Each year, the Federal Housing Financing Agency (FHFA) issues a statement about the limitations on how much people can borrow for conventional mortgages. This is known as the conforming loan limit and it has important implications for homeowners.
In 2018, the FHFA is raising the loan limit for the second consecutive year. This is good news for homeowners looking to purchase a home this year. It’s also good news for those looking to refinance.
Let’s take a look at some of the specific changes to the loan limit and analyze how it’s going to impact the housing market overall.
Loan Limit Rises To $453,100
Loan limits increased for the first time in 11 years in 2017. The conforming loan limit is increasing again in 2018, thanks to the rising cost of purchasing a home. It’s also due to people’s penchant for “buying bigger”.
According to the National Association of Realtors, homes costing less the $250,000 have increased a bare .06%. Houses that cost more than $500,000 have increased more than 14%, on the other hand.
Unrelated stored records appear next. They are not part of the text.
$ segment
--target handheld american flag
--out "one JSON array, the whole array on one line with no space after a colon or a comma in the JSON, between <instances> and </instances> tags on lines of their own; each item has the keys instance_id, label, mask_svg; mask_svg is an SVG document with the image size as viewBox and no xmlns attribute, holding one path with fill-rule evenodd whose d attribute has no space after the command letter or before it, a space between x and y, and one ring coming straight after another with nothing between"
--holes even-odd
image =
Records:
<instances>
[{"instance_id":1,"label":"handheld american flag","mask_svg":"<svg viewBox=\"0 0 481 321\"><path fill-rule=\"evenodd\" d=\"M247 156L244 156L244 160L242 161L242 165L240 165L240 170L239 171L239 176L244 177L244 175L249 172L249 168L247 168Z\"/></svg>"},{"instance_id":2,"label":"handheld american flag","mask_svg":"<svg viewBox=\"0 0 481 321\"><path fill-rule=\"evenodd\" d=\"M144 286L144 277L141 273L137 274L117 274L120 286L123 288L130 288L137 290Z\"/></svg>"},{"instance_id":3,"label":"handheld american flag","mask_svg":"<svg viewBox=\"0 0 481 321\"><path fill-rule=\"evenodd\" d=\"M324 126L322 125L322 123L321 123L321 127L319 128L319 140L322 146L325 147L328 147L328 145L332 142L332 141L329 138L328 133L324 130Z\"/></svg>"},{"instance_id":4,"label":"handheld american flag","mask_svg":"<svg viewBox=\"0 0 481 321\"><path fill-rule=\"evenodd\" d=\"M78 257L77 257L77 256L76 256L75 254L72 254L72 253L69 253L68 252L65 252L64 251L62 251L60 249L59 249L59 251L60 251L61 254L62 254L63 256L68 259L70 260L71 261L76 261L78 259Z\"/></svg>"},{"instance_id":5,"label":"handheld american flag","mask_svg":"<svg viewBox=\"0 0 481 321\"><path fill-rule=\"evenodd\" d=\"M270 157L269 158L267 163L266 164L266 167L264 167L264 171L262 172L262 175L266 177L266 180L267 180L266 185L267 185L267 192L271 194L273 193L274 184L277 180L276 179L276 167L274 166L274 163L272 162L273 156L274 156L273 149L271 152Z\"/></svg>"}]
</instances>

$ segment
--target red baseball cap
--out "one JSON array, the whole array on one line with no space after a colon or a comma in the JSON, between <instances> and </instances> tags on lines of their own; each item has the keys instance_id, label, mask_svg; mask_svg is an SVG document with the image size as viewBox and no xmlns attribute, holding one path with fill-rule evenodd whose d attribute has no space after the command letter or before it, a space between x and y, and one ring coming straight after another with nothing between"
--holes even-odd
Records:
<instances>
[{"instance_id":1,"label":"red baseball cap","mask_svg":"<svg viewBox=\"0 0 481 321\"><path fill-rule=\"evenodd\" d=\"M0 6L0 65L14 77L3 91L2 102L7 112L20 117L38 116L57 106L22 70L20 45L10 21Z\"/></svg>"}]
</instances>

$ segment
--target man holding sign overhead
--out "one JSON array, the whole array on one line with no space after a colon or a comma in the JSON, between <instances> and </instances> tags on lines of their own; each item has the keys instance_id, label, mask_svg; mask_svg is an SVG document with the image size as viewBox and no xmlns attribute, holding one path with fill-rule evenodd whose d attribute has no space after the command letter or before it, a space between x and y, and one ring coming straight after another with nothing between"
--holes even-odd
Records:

Limitations In High-Cost Areas
Loan limits are not one-size-fits-all. There are two levels of loan limits, due to this fact. There’s the baseline conforming limit, which is the standard. Then there’s a higher rate for higher-cost areas.
Higher amounts of loan limits are available when the average price of a house is 115% higher than the baseline price.
The Housing and Economic Recovery Act (HERA) decides the conforming loan limit. They also determine the upper cap on loan limits, which cannot exceed 150% of the baseline price. The upper limit for one-unit properties is $679,650, 150% of $453,100.
What Happens When The Price Of A Home Exceeds The Loan Limit?
The loan limit applies to the amount of a loan, not the cost of a house. To illustrate why this matters, consider a home in a higher-priced area costing like Boulder, Colorado. The loan limit in Boulder County is $578,450.
If a home were to cost $1,000,000 (not a far stretch in this popular mountainous region) and the homeowner puts a down-payment of $450,000, the balance determines the homeowner’s eligibility for a conforming loan.
The $550,000 balance falls under Boulder County’s loan limit, so the home would be eligible.
If a homeowner needs to finance above their local conforming loan limit, they can consider taking out a piggyback loan, meaning when the first and second loans are opened simultaneously.
Homeowners only qualify for piggyback loans when putting down a 20% down payment, however.
Rising loan limits are a good sign for the real estate market. They’re meant to help homeowners keep up with rising housing prices and to avoid real estate bubbles. They make it easier for people to purchase their first homes, which were otherwise out of reach.